The pattern: all of these are writable when an AI writes them, and become sharply harder when an AI must fix them or touch them in parallel. When the cause of a bug lives outside the program text the AI cannot reason about it without cramming the entire history into its context window.

Kumiki removes this friction structurally, not by convention.

Design requirements

  1. Token efficiency — the same UI in fewer tokens than React.
  2. Static traceability of side effects — which effect depends on which state, and where it fires, is evident from the syntax alone.
  3. Architectural predictability — bugs localize; errors are machine-readable codes.
  4. Resilience to parallel editing — dozens of agents editing simultaneously must not break the program semantically.
  5. Readability may be sacrificed — whether humans enjoy reading it is a secondary goal. The primary goal is that AI writes and fixes it accurately.

Requirements 1 and (partially) 2–4 are not aspirations — they are measured continuously. See Benchmarks.
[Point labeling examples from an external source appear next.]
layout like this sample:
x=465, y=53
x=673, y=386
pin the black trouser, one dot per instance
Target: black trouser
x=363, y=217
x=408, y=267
Where four independent designs converged

Kumiki did not start as one design. It started as four independent proposals, each from a separate model-assisted exploration that never saw the others.
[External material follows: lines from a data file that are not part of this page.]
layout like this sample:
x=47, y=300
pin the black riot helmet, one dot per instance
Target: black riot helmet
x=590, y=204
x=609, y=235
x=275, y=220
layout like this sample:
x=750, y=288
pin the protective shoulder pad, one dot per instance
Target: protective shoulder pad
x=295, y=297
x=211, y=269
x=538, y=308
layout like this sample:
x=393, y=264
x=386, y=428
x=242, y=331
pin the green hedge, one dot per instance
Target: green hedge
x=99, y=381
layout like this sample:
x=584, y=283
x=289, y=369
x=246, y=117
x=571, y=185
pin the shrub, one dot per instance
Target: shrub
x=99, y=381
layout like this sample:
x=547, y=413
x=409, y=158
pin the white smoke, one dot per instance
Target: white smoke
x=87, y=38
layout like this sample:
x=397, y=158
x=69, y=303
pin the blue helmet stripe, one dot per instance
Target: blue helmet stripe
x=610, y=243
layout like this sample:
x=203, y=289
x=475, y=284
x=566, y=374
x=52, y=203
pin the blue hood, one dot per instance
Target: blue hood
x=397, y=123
Comparing them critically revealed that despite entirely different surface syntax, all four converged on the same four cores:

  1. Side effects are explicit descriptors — pure values, not function calls.
  2. Local state is prohibited or minimized — every piece of state is statically locatable.
  3. source ≠ runtime — an IR and a compile step are mandatory.
  4. An append-only causal log — debugging, replay, and audit share one foundation.
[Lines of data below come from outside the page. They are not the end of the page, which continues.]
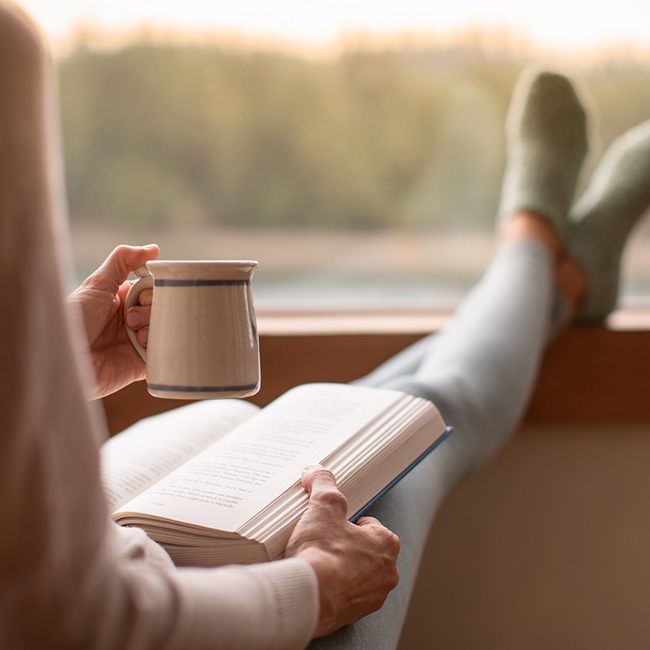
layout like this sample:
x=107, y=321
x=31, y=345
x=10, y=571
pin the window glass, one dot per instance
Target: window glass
x=356, y=151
The only remaining disagreement was the physical form of the source text. Kumiki is the hybrid: 7 enforced layers and named slots (Pyramid), capability-bearing effect descriptors (IR+Actor / Pyramid), episode log thinking (Loom), parallel editing as referentially-checked ops (Nexus) — with each proposal's known weakness covered by another's strength (e.g. nesting is allowed only inside tiles, so the one-declaration-per-line shape never degenerates into parenthesis hell or assembly).

Lessons taken from prior art

AttemptAdoptedAvoided
ElmComplete side-effect isolation; Result/OptionBoilerplate bloat; rigidity of banning local state outright
UnisonContent-addressable definitionsDisconnection from the text/Git ecosystem
SolidJSFine-grained reactivity, compiled dependenciesHidden tracking scope, signal staleness
Hazel / SubtextTyped holes, zero syntax errorsInput friction
DarkTrace-driven developmentEcosystem lock-in
DatomicAppend-only fact logUnfit for high-frequency updates

Non-goals

Kumiki deliberately does not aim for:

  • Incremental migration of existing React code — zero compatibility; new apps only.
  • Comfortable from-scratch authoring by humans — humans can write it; it is not optimized for that.
  • Macros, plugins, or language extensions — the AI's learning target stays single and closed.
  • Dynamic types — everything is static.
  • Multiple rendering targets — DOM only.

Connect at the boundary, never through the language

The non-goals above imply a positive principle: the language itself never grows holes for interop. Connection to the existing JS ecosystem happens at three boundaries, all outside the language:

  • Inbound — host code injects implementations for declared capabilities (mount(app, target, { providers })); standard capabilities like http.* can be overridden the same way. See Standard Capabilities.
  • Outbound — a Kumiki app embeds into any page as a Web Component (defineKumikiElement). See Runtime.
  • Build@kumikijs/vite lets any Vite project import App from "./app.kumiki", with generated TS types for the providers.

A .kumiki file means the same thing everywhere, because nothing host-specific can leak into it.

The operating model is part of the design

The repository is run on the rule that looking at it resolves every question: questions and bugs are answered by adding working examples and tests, not prose; the spec is normative and every example must compile, build, and survive a smoke test in CI. A language designed for machine consumers needs documentation with the same property.